Бродячие сюжеты, странствующие сюжеты это понятие сравнительно-исторического литературоведения и фольклористики, объясняющее сходство фольклорных сюжетов разных народов результатом их культурно-исторического взаимодействия. Миграционная теория (см. Миграционная школа), она же теория заимствования, она же теория бродячих сюжетов (крупнейшие представители в Германии — Т.Бенфей, Ф.Либрехт, в России — А.Н.Пыпин, В.Ф.Миллер, В.В.Стасов) возникла в качестве реакции на господство мифологической школы (братья Я. и В.Гримм, М.Мюллер, Ф.И.Буслаев, Л.Ф.Воеводский), возводившей сюжеты, понимаемые как мифы, к прасюжету, прамифу, безличному поэтическому творению «народной души». Бенфей, ученый-ориенталист, исследователь санскрита, переводчик ведической книги гимнов «Самаведа» (1848) и созданной в 3-4 веках «Панчатантры» (1859), считал Индию прародиной большинства западных фольклорных сюжетов и эпических образов.
В отличие от братьев Гримм, надеявшихся уловить в прасюжете сущность, «ядро поэзии» (Ф.Шлегель), Бенфей руководствовался в своей теории позитивистским принципом построения строгих причинно-следственных связей. Самым глубоким последователем Бенфея в России, скорректировавшим многие его положения, был А.Н.Веселовский, описавший сюжетные формы как постоянные величины, созданные в доисторические времена коллективной психикой человека и с тех пор доминирующие над творческой личностью: «Сюжеты—это сложные схемы, в образности которых обобщились известные акты человеческой жизни и психики в чередующихся формах бытовой действительности». «Бытовая действительность» (конкретные культурно-исторические обстоятельства каждой эпохи) требует обращения к той или иной сюжетной форме, наполняя ее каждый раз новым содержанием, приспосабливая к запросам времени, так что заимствование сюжета всегда приходится на подготовленную почву и означает новое обретение когда-то известного. Не меняясь по сути, сюжетные формы переходят по наследству из поколения в поколение, странствуя между народами.

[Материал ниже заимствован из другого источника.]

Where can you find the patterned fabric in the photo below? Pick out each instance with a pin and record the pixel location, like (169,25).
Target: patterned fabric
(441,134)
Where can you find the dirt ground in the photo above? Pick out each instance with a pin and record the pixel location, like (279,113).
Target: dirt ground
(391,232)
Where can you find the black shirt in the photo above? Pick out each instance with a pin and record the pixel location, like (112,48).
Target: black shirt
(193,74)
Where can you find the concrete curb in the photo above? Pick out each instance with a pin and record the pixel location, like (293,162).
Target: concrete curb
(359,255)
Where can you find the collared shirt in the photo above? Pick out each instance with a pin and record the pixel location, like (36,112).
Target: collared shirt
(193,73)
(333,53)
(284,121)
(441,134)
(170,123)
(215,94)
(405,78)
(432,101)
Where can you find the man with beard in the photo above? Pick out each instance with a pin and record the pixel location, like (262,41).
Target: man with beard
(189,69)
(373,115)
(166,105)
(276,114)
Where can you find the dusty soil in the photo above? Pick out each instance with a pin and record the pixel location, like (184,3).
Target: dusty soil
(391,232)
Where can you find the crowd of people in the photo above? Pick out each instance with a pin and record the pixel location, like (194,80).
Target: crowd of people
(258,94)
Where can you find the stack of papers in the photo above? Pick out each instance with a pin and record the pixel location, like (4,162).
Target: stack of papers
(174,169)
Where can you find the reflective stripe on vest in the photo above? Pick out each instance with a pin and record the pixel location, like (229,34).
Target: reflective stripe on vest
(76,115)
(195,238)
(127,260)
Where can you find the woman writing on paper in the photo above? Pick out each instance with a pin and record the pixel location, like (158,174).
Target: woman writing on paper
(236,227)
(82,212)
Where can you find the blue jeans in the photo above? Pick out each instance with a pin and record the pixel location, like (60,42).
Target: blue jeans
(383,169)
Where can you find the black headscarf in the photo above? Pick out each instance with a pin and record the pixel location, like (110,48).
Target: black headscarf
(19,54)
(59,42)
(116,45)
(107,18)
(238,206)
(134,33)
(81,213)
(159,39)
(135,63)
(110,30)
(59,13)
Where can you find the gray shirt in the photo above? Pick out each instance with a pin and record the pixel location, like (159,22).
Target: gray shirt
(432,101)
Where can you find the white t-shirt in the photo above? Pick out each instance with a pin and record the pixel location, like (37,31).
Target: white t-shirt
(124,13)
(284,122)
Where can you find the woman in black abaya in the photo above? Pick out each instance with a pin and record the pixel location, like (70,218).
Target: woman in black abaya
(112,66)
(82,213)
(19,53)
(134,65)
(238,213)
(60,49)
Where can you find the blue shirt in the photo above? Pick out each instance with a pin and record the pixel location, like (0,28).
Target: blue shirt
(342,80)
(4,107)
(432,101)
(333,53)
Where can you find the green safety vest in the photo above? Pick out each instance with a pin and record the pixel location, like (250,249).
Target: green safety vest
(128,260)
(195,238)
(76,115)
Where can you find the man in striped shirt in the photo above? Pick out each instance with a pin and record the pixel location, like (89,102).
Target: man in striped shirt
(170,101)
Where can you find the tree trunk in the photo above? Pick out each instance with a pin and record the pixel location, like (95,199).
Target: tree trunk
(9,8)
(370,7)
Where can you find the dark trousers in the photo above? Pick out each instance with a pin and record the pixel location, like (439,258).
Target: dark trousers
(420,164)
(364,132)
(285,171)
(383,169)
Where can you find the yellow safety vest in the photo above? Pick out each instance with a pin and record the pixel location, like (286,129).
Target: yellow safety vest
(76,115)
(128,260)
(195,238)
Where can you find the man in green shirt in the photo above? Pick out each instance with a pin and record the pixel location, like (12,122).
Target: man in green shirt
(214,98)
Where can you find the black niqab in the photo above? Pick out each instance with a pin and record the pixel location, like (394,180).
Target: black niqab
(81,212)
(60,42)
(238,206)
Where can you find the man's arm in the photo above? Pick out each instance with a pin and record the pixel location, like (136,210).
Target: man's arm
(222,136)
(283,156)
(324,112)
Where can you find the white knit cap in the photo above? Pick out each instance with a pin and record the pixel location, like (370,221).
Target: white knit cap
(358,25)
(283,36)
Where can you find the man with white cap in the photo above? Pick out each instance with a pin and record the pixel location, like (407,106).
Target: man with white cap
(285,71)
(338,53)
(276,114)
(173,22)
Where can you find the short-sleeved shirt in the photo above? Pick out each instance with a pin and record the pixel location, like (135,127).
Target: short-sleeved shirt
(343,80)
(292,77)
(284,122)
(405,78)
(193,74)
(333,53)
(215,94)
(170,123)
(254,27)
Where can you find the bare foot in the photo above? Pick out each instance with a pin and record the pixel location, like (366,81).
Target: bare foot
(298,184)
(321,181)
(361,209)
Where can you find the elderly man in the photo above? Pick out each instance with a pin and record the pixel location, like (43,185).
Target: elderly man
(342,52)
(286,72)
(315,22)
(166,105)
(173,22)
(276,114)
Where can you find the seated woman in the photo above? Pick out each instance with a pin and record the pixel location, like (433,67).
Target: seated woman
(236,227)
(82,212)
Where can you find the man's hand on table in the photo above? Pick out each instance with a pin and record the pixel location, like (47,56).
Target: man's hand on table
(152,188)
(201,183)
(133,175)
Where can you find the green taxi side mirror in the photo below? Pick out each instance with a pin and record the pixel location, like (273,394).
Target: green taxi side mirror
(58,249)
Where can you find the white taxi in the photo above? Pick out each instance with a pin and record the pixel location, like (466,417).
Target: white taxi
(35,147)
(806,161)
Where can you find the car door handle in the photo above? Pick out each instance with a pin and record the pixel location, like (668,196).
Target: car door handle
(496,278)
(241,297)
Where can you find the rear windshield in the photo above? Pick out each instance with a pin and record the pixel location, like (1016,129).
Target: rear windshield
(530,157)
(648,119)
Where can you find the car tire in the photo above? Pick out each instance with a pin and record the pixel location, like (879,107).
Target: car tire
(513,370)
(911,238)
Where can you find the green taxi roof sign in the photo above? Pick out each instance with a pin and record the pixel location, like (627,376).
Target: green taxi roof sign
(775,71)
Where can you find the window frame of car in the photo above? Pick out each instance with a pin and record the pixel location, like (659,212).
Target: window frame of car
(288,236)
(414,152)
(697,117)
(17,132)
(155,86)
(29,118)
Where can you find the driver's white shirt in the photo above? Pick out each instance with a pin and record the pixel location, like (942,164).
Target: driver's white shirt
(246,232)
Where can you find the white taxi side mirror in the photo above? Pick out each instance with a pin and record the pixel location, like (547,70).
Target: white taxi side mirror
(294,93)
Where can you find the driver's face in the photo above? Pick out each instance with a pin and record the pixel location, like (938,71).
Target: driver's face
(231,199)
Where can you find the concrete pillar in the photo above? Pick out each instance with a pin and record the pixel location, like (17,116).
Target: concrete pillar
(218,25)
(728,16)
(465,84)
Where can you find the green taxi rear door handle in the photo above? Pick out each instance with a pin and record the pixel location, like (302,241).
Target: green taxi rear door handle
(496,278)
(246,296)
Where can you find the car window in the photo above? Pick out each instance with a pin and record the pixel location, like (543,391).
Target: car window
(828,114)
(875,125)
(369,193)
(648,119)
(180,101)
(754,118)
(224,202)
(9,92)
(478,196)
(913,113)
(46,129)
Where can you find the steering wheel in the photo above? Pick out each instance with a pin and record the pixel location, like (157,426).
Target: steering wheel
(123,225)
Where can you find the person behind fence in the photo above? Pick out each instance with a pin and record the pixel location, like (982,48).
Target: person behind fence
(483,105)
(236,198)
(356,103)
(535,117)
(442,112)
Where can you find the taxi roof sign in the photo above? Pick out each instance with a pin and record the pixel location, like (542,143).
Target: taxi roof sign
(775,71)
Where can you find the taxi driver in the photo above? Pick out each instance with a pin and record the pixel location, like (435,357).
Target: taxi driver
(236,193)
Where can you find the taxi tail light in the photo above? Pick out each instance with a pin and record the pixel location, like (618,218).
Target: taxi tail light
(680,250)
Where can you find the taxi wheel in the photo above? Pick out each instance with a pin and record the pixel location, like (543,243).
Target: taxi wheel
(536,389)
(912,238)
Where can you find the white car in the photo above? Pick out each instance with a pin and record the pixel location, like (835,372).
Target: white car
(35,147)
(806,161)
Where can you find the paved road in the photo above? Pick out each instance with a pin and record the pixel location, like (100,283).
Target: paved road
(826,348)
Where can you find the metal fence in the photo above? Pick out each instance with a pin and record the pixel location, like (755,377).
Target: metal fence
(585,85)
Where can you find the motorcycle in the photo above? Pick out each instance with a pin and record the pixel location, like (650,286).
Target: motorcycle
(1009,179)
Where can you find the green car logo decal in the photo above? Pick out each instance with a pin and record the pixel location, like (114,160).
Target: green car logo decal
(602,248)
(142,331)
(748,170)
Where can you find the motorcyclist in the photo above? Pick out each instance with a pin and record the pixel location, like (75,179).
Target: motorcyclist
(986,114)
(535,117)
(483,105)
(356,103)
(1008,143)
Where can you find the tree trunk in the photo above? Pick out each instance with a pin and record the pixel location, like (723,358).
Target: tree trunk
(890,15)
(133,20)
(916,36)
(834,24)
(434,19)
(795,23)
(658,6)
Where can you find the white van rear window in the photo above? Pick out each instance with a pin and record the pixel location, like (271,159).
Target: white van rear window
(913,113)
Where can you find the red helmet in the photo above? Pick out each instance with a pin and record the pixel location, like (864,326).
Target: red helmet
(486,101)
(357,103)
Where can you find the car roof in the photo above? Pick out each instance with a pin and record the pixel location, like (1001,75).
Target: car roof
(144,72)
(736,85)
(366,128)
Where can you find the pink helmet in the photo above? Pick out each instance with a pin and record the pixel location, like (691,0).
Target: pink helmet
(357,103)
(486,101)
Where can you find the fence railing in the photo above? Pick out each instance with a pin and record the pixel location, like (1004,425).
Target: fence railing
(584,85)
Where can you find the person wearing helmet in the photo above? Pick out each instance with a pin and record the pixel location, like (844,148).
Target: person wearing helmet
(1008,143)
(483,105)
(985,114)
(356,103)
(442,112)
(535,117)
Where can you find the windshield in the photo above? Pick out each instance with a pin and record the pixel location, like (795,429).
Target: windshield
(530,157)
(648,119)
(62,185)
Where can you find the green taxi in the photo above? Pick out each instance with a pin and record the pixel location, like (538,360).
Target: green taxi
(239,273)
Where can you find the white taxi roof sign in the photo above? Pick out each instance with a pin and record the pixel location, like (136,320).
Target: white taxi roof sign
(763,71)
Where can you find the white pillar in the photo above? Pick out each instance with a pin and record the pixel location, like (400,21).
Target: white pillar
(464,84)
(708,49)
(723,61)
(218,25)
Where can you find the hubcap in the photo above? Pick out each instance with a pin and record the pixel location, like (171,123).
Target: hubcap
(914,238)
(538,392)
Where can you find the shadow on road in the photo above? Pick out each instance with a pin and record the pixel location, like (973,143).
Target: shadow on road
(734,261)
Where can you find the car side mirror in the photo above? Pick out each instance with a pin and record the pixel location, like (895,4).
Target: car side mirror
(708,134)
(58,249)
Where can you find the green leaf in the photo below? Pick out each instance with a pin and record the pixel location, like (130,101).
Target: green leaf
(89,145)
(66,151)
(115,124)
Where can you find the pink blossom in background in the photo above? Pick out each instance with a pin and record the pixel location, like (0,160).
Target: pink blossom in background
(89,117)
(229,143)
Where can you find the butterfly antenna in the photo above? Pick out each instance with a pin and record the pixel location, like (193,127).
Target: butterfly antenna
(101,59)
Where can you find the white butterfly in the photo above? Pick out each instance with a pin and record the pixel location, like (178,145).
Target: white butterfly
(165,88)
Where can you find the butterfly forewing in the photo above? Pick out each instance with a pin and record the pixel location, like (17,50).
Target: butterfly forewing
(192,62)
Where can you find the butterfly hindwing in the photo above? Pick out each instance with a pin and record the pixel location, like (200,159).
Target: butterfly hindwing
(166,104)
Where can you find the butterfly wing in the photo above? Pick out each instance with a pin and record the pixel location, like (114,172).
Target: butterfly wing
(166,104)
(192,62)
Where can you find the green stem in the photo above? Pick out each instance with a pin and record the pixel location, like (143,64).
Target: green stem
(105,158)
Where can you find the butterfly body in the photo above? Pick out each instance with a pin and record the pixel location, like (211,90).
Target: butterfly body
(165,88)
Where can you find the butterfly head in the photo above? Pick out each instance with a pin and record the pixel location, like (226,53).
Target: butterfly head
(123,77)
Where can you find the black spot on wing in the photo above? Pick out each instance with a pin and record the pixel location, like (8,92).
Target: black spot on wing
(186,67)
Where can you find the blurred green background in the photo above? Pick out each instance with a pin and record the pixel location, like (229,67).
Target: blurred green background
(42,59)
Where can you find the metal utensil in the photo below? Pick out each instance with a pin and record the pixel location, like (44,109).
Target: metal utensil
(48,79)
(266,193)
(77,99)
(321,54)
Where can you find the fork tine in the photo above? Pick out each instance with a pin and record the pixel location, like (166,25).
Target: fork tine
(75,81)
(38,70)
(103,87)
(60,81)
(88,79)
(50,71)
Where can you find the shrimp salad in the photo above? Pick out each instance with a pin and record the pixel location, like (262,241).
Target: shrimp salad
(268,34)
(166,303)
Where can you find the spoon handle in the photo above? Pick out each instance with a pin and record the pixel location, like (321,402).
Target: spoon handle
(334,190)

При этом Веселовский предполагал возможным установить конкретную временную и пространственную прародину сюжетных форм, исследуя способы и направления их распространения. Такой интерес к генезису фольклора, первобытному мышлению, низшим формам религии, к обрядам, опирающийся на достижения антропологической школы (Э.Б.Тейлор, А.Лэнг, Дж.Фрезер), сближал Веселовского со сторонниками теории самозарождения сюжетов (Г.Узенер, В.Манхардт, Р.Р.Маретт, С.Рейнак). Последняя объясняла сходство национальных сюжетных вариантов сходными же формами первобытных верований и обрядов, возникающими в соответствии со всеобщими законами человеческой психики и культуры.
Веселовский считал возможным совмещение теории самозарождения сюжетов и миграционной теории при условии естественного разделения сфер их приложения, когда первая занималась бы происхождением мотивов, простейших сюжетных единиц. «Под мотивом я разумею формулу, отвечавшую на первых порах общественности на вопросы, которые природа ставила человеку, либо закреплявшую особенно яркие, казавшиеся важными или повторявшиеся впечатления действительности», вторая же исследовала бы механизм заимствования более сложных сюжетов и, соответственно, культурное взаимодействие народов. Такой подход утвердился в отечественном литературоведении. Его отстаивал В.М.Жирмунский, как и А.Н.Веселовский, тяготевший к миграционной теории, однако признававший самостоятельность развития национальных эпосов и общее типологическое сходство развития национальных литератур. Бродячие сюжеты, бывшие в 19 веке предметом ожесточенной полемики, позднее утратили свое значение, превратившись в рядовой термин фольклористики.
При этом «мотив» Веселовского больше не рассматривался в качестве нерасчленимой формулы: сюжеты изучались преимущественно на морфологическом уровне, инвариантными были их составляющие — функции действующих лиц, порядок их появления (работы В.Я.Проппа). Вопросы миграции отдельных бродячих сюжетов нередко становились второстепенными. Западная антропологическая школа, ритуально-мифологическая критика (включая учение об архетипах), представлявшие как бы новый виток романтической мифологической школы, не говоря уже об этнологических исследованиях и психоанализе, почти не обращались к проблеме бродячих сюжетов.